Some more brief mind-changing examples. I said that I am coming to the position that the use of tablets by my grandchildren might be good for them. They need to relax. They are being oppressed by tests, testing and testing mythology. I know it’s not big but it’s as close to my moral marrow as I can get today.

Secondly, I found myself strangely moved by Eileen Fischer’s critique of capitalism in a recent ad. It said a lot to me about thinking about Judson 2020 or Judson longer term than the exigencies and urgencies of tomorrow and next week.

Eileen Fischer VISION 2020: “No excuses. Our vision is for an industry where human rights and sustainability are not the effect of a particular initiative but the cause of a business well run. Where social and environmental injustices are not unfortunate out comes but reasons to do thing differently. Where excuses are ignored and action is taken. We’re working toward a world in which the clothes you love to wear create nothing but love.” Take that Edwin Friedman, take that. You will remember him as the gentleman who, in 1959, argued that the purpose of a corporation is to make money for its shareholders. That script is fundamentalism at its best.

Somewhat closer to home. I have long been annoyed by Howard Moody’s benediction. “The real service begins now,” or some such. I didn’t know why and figured it was that strange smallness that comes to someone when they follow someone truly great. I hope my appreciation for Howard doesn’t need restatement. A man who really helped women. A Baptist who brought those dead Baptist bones to life. I love Howard and I still miss him. And, not but, and that benediction bothers me. I think I have finally changed my mind about the difference between worship and activism, inside and outside, liturgy as the work of the people. When I insist on the constant perpetual demythologizing of scripture, including our own most beloved methods of interpreting it, I bump up against this inside/outside binary, this spiritual/prophetic binary, and this passive/active binary. I’d like to queer that benediction and say it like this: The reality of this worship service ends now and the reality of our ongoing service continues as we leave here. Yes, it needs editing. So did Howard’s.

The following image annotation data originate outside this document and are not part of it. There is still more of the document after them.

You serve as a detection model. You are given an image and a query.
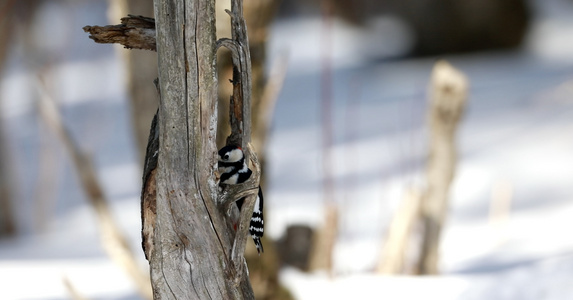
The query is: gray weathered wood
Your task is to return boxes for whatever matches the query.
[83,15,156,51]
[150,0,253,299]
[417,61,469,274]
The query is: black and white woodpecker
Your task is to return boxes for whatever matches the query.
[218,146,264,254]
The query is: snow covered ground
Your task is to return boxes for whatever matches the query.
[0,0,573,300]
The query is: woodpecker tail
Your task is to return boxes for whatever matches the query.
[252,235,265,255]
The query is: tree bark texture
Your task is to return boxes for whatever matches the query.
[144,0,258,299]
[417,61,468,274]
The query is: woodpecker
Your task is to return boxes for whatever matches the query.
[218,146,264,255]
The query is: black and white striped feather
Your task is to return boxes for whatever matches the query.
[218,146,264,254]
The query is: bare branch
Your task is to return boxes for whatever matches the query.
[83,15,157,51]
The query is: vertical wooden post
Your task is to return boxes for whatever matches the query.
[417,61,468,274]
[150,0,253,299]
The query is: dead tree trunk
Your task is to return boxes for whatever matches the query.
[417,61,468,274]
[144,0,254,299]
[84,0,260,299]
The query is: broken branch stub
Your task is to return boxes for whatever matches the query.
[83,15,157,51]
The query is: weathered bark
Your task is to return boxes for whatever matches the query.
[417,61,468,274]
[144,0,258,299]
[84,0,260,299]
[83,15,157,51]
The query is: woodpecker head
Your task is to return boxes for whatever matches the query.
[214,146,244,163]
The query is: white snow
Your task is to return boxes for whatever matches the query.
[0,0,573,300]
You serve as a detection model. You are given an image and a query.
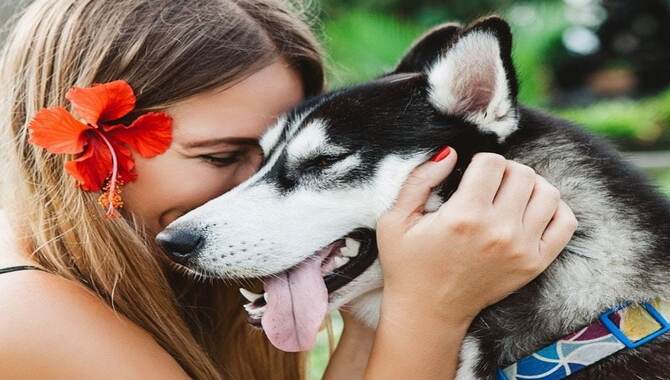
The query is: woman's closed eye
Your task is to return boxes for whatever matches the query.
[198,151,245,167]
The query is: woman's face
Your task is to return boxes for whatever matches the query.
[123,60,303,235]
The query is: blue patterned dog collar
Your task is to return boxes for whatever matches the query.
[497,300,670,380]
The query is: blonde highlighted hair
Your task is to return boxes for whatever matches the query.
[0,0,324,379]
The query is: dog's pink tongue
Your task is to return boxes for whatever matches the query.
[261,251,329,352]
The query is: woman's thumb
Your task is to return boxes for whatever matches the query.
[392,146,458,223]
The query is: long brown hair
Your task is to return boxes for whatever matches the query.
[0,0,324,379]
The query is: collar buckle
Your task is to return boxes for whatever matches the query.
[599,302,670,348]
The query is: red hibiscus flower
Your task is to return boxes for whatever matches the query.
[28,80,172,216]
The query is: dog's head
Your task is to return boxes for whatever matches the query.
[158,17,517,350]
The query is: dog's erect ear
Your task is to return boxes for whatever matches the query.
[393,22,462,74]
[427,17,518,142]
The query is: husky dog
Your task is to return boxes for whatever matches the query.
[157,17,670,379]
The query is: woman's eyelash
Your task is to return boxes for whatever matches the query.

In the next few weeks we’ll hear a lot about the big change that is happening in the world right now. In my reflections on behalf of my 40th ordination anniversary, I have come to one big conclusion. I wasn’t ready till now to say it out loud because I knew it wasn’t true enough in me. I knew I was still scared of men and their dominating dominance.

I was scared to challenge men who said they had a headache because children were yelling about siting waterfalls on a change. I had to ask, “Do you need an aspirin or a laxative?”

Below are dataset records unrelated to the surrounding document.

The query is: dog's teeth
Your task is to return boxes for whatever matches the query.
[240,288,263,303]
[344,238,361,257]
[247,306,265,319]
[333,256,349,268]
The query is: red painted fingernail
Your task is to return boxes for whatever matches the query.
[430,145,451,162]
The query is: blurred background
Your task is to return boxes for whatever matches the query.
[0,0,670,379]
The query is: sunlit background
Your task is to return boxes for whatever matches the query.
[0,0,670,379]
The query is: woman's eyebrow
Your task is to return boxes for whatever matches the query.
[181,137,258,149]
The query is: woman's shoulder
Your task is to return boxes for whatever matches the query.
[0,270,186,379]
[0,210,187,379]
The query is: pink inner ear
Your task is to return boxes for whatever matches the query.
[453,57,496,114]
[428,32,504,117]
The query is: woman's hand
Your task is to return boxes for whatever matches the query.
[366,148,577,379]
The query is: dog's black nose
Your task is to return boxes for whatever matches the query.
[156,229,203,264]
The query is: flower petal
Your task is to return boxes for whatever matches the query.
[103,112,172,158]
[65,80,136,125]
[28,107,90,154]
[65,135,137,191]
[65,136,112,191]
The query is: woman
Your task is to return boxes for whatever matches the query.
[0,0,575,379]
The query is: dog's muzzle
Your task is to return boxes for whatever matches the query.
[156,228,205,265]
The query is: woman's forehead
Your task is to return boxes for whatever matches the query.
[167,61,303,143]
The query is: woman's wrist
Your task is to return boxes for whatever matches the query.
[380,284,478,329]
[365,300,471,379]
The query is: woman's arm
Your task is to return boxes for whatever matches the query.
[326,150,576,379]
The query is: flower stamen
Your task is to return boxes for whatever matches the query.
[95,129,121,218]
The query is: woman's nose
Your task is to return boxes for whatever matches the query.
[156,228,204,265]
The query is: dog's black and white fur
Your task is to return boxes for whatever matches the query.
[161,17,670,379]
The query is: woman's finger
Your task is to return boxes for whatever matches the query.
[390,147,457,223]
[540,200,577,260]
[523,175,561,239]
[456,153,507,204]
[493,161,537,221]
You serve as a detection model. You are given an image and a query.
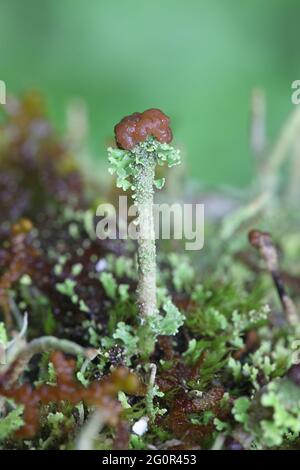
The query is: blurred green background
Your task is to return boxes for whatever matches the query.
[0,0,300,186]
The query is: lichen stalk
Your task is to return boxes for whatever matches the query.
[134,146,157,319]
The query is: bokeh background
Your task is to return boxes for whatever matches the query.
[0,0,300,187]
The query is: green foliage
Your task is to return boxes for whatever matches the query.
[169,253,195,292]
[184,336,230,391]
[232,397,251,429]
[113,322,139,362]
[0,322,8,346]
[56,279,78,304]
[149,299,185,336]
[108,137,180,191]
[0,406,24,441]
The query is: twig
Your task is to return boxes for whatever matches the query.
[249,230,299,326]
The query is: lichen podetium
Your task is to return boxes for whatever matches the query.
[108,110,182,356]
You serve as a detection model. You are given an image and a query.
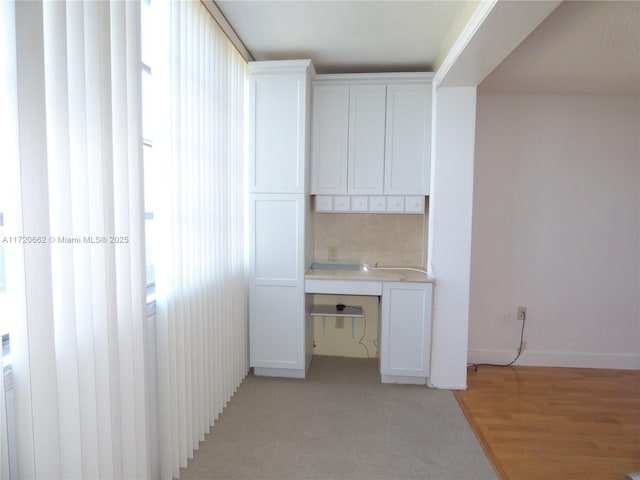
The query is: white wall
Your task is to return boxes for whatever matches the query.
[427,87,476,389]
[469,94,640,368]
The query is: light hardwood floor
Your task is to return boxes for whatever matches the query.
[455,366,640,480]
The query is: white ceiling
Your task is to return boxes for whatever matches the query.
[215,0,640,95]
[479,1,640,95]
[215,0,478,73]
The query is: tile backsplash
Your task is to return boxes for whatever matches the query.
[314,213,427,267]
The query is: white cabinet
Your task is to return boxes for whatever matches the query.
[249,60,314,378]
[380,282,433,384]
[249,60,313,193]
[384,83,431,195]
[249,194,305,377]
[347,85,386,195]
[311,85,349,194]
[311,74,431,196]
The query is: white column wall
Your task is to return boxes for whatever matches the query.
[428,87,476,389]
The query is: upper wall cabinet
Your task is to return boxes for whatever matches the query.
[384,84,431,195]
[311,73,432,195]
[249,60,315,193]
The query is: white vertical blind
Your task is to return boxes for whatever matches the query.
[152,1,249,478]
[0,1,150,478]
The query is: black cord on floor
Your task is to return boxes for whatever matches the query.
[471,320,526,371]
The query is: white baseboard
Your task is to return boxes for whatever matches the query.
[467,350,640,370]
[253,367,306,378]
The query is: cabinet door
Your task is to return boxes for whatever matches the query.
[249,194,305,376]
[348,85,386,195]
[384,84,431,195]
[380,282,433,378]
[311,85,349,195]
[249,74,307,193]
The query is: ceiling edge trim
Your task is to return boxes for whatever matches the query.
[433,0,498,86]
[200,0,255,62]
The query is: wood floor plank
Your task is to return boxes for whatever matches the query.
[455,366,640,480]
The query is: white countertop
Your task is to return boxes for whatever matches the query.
[305,267,435,283]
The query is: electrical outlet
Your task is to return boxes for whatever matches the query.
[518,307,527,322]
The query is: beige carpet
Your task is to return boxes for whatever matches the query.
[180,356,497,480]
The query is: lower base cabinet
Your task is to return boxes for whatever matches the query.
[380,282,433,385]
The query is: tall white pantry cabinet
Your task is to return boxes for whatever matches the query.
[249,60,315,378]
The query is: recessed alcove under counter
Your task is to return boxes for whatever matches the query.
[305,266,435,384]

Here’s how I have changed both my mind and my marrow the most:

Women’s impact is infinitesimal compared to our potential. You can know something for a long time and not really know it. Unfortunately it will have to be the candidacy of Hillary Clinton, which will ram this issue down our throats. Such an ugly thought, like my machinesta (daughter in law’s father) trying to make my mother in law eat whip cream at our Passover Seder. Even the masculine assaults of mostly white men on mostly black men strike me as rooted in the deeper silencing and silence of women. Follow the weak. There you will find the energy.

Yes, aging kicks up all the dust of childhood.

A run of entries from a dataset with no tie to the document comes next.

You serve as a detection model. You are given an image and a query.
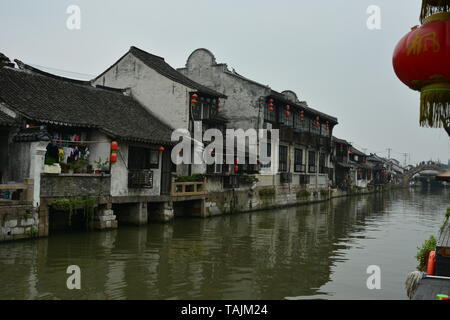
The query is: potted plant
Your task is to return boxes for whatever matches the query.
[59,162,69,173]
[95,157,109,174]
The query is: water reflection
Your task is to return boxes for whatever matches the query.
[0,189,448,299]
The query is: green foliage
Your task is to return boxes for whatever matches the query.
[239,173,259,184]
[44,156,57,166]
[440,207,450,232]
[297,189,311,198]
[51,198,98,226]
[416,236,437,271]
[258,188,275,198]
[94,157,109,170]
[176,173,205,182]
[320,190,328,197]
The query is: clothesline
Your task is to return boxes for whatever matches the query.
[51,139,111,144]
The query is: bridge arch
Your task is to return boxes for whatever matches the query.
[402,163,446,184]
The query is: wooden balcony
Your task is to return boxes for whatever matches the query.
[0,179,34,207]
[170,178,206,197]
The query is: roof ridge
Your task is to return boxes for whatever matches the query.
[130,46,166,61]
[14,59,91,85]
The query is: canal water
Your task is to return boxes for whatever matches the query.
[0,189,449,299]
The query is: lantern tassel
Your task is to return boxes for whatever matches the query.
[420,0,450,23]
[420,83,450,128]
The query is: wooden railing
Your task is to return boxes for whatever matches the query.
[0,179,34,204]
[171,179,206,197]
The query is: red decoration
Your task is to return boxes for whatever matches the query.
[111,141,119,151]
[300,110,305,121]
[393,12,450,127]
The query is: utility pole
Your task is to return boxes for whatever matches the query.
[402,152,409,167]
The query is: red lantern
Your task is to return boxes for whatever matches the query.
[109,152,117,163]
[393,12,450,127]
[111,141,119,151]
[191,93,198,106]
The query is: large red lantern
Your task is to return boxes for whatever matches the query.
[111,141,119,151]
[393,12,450,127]
[109,152,117,163]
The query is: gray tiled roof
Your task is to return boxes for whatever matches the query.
[0,68,172,144]
[130,47,226,98]
[0,111,19,127]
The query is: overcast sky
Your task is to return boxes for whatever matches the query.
[0,0,450,163]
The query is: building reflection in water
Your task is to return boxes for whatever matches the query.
[0,190,447,299]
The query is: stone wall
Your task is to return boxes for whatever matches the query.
[41,174,111,198]
[0,206,43,242]
[204,185,374,217]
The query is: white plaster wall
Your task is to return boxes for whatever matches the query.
[88,131,110,170]
[111,142,162,197]
[95,53,192,128]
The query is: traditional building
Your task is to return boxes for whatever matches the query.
[178,49,337,189]
[0,61,173,239]
[93,47,226,176]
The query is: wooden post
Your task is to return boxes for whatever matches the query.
[24,178,34,201]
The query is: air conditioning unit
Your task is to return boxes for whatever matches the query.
[280,172,292,183]
[128,170,153,189]
[223,175,239,189]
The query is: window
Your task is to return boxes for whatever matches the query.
[293,110,309,132]
[261,131,272,168]
[191,97,218,120]
[278,107,294,127]
[319,153,326,173]
[264,103,277,122]
[128,147,160,170]
[278,146,288,172]
[294,149,305,172]
[309,119,320,134]
[321,123,330,137]
[308,151,316,173]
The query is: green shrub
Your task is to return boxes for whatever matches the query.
[176,173,205,182]
[416,236,437,272]
[297,189,311,198]
[258,188,275,198]
[239,173,259,184]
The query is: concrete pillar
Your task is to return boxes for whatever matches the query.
[149,201,174,222]
[94,207,118,230]
[38,203,49,237]
[30,141,48,207]
[124,202,148,226]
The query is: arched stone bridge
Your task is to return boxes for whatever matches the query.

How I’ve changed my mind may not be how you’ve changed your mind. But, back to those surreptitious binaries, it is not changing our mind. It is changing our marrow.

When the Dalai Lama was asked what he thought death was like, he smiled and said, “A change of clothes?” A look the other way or another way? A look from the bottom up not the top down? A fight with a man on a subway for man splaining or whatever you call it? We can change our clothes. I can’t prove that but I can promise it as an interpretation, rooted in scripture, which is something important, with roots, roots that also have wings. Beware the surreptitious binaries of active and passive, literal and metaphoric, then and now, even that of living and dead. We may need to not just change our clothes but the way we make our clothes. Scripture can bless us along that way.